Orioles legend speaks: While the new stadium naming partnership was the big announcement at the luncheon, York also had another treat for the folks in attendance.

Baltimore Orioles pitching legend and Hall of Famer Jim Palmer was on hand as the event's keynote speaker.

He brought the audience to laughter on several occasions, recalling stories from his days as a three-time World Series champion pitcher and the early days of his broadcasting career.

Palmer is widely considered one of the best pitchers in baseball history, earning spots on six All-Star teams, winning four Cy Young awards and earning three Gold Gloves. He has a career record of 268-152 and an earned-run average of 2.86. He's the only pitcher in MLB history to win a World Series game in three different decades, and he never allowed a grand slam or back-to-back home runs in 575 career games.

Palmer now works for MASN as a color analyst for O's games. As a guest in York, which is home to a large population of O's fans, it wouldn't have been a complete trip without touching on the O's current offseason, which has included a seven-year $150 million offer, which was later pulled off the table, to All-Star first baseman, Chris Davis.

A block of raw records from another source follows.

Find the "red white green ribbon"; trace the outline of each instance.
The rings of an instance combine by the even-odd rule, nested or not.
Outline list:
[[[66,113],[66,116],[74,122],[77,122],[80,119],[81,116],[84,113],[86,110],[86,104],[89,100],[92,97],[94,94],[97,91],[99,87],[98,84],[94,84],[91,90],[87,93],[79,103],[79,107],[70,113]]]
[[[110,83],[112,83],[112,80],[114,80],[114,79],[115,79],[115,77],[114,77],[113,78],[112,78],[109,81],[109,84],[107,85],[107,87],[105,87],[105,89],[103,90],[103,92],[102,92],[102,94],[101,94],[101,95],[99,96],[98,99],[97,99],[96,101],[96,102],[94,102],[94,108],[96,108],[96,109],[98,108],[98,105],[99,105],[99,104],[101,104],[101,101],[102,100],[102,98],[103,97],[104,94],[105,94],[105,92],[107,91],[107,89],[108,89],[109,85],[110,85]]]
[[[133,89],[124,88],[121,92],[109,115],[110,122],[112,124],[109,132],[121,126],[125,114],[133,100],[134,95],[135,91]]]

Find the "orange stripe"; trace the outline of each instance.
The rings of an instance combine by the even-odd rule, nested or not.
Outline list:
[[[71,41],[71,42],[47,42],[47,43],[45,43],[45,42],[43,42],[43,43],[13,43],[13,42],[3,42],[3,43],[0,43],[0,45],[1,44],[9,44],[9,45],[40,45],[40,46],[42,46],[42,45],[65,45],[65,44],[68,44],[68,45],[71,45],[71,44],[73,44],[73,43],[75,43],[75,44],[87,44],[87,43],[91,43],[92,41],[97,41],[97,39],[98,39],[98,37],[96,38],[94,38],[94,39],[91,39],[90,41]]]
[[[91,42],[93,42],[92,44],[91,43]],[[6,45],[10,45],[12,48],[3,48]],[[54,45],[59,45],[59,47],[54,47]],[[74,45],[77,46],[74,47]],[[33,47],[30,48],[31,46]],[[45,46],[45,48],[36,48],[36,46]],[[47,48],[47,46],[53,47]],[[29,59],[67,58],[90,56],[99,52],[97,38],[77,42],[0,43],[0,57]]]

Palmer has a history of playing alongside a couple baseball players tied to York County, Chris Hoiles and Andy Etchebarren, who both served as Revs' managers. Knowing the passion for baseball in the York area, and it's proximity to Baltimore, Thursday's event served as way for Palmer to give something back to York.

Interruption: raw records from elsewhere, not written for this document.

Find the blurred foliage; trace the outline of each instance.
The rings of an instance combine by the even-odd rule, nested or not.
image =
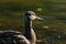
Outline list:
[[[0,30],[22,32],[26,10],[44,18],[44,21],[33,23],[37,38],[44,38],[37,44],[66,43],[66,0],[0,0]]]

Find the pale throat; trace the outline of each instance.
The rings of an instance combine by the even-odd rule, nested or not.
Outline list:
[[[31,40],[32,38],[31,33],[33,28],[32,28],[32,21],[29,16],[24,18],[24,29],[25,29],[24,35],[26,36],[28,40]]]

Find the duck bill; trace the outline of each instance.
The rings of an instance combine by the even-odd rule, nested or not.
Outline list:
[[[41,21],[43,21],[43,18],[38,18],[38,16],[37,16],[37,20],[41,20]]]

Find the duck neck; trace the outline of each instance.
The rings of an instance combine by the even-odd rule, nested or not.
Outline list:
[[[35,35],[35,32],[32,28],[32,21],[26,18],[25,20],[25,31],[24,31],[24,35],[25,37],[32,42],[32,44],[35,44],[35,41],[36,41],[36,35]]]

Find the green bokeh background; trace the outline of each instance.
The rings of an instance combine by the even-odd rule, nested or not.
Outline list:
[[[37,44],[66,44],[66,0],[0,0],[0,30],[24,32],[26,10],[44,18],[33,22]]]

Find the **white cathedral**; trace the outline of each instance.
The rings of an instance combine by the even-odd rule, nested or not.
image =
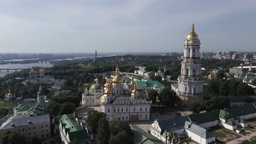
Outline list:
[[[105,85],[104,95],[100,98],[102,111],[106,115],[108,121],[149,120],[149,102],[139,97],[133,82],[129,85],[129,88],[133,89],[131,96],[122,95],[123,79],[119,76],[118,67],[115,70],[116,76],[112,83],[110,79],[107,79]]]

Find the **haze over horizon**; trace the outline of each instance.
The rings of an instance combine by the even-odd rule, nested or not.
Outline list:
[[[0,1],[0,52],[255,52],[256,1]]]

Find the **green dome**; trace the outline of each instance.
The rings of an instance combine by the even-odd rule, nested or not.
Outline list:
[[[95,90],[101,90],[102,89],[102,85],[98,84],[93,84],[90,87],[90,90],[93,91],[95,88]]]
[[[37,93],[38,95],[44,95],[44,92],[43,92],[42,91],[40,91],[38,92]]]

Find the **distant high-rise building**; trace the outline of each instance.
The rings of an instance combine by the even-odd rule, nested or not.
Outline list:
[[[93,63],[97,63],[98,60],[97,60],[97,50],[94,51],[94,54],[95,57],[94,57],[94,60],[93,60]]]

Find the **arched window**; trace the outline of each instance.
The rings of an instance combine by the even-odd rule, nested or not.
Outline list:
[[[190,49],[188,49],[188,57],[190,57]]]
[[[186,70],[186,76],[188,76],[189,73],[189,70],[188,69],[187,69],[187,70]]]

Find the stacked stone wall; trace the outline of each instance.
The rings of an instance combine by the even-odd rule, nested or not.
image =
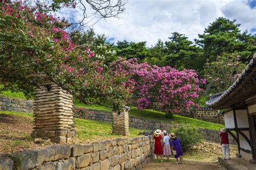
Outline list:
[[[33,113],[33,100],[0,96],[0,111]]]
[[[152,137],[143,137],[57,145],[22,152],[16,156],[18,164],[0,158],[0,169],[142,169],[153,158],[153,142]]]
[[[219,114],[218,110],[211,109],[198,109],[193,112],[193,117],[204,121],[224,125],[224,117]]]
[[[112,123],[112,113],[90,109],[86,110],[83,113],[75,112],[75,117],[93,120],[104,121],[110,123]],[[130,115],[129,126],[130,127],[146,131],[153,131],[156,129],[160,129],[170,132],[173,128],[178,127],[178,125],[173,125],[160,120],[152,120]],[[205,140],[220,142],[220,132],[219,131],[202,128],[199,128],[198,129]],[[235,141],[232,136],[229,135],[229,139],[230,144],[235,144]]]

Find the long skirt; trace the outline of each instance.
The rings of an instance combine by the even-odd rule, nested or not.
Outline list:
[[[171,146],[170,144],[165,145],[164,146],[164,155],[169,156],[171,155]]]

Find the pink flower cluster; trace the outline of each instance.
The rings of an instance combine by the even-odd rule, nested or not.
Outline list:
[[[140,96],[137,100],[140,110],[154,104],[173,112],[188,111],[196,106],[192,100],[198,98],[202,91],[200,84],[206,83],[193,70],[180,71],[170,66],[151,66],[146,63],[139,64],[135,59],[121,59],[112,66],[117,73],[131,74],[131,79],[136,81],[134,90]]]

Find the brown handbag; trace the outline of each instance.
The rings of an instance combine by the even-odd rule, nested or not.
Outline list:
[[[173,155],[176,155],[177,154],[176,151],[174,150],[172,151],[172,153]]]

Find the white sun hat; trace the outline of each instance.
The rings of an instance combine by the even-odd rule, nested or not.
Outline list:
[[[154,131],[154,133],[156,134],[160,134],[162,133],[162,131],[161,131],[160,130],[156,130],[156,131]]]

"I've always known that the Revolution have existed," he said. "At lunch, I was talking about the fact that I would go to Yankee Stadium as a 9 year old and dream about being a major league player. There are a lot of guys that are going to play in the independent league that are looking at a second chance, or a first chance. When I went to Aberdeen, South Dakota, in (Class) A ball, there weren't a lot of people that thought I was going to go to the big leagues. ... So, you just never know. I know how important baseball is. .. .And I also know that when the Revolution are out of town, a lot of the fans up here might come and see the Orioles play."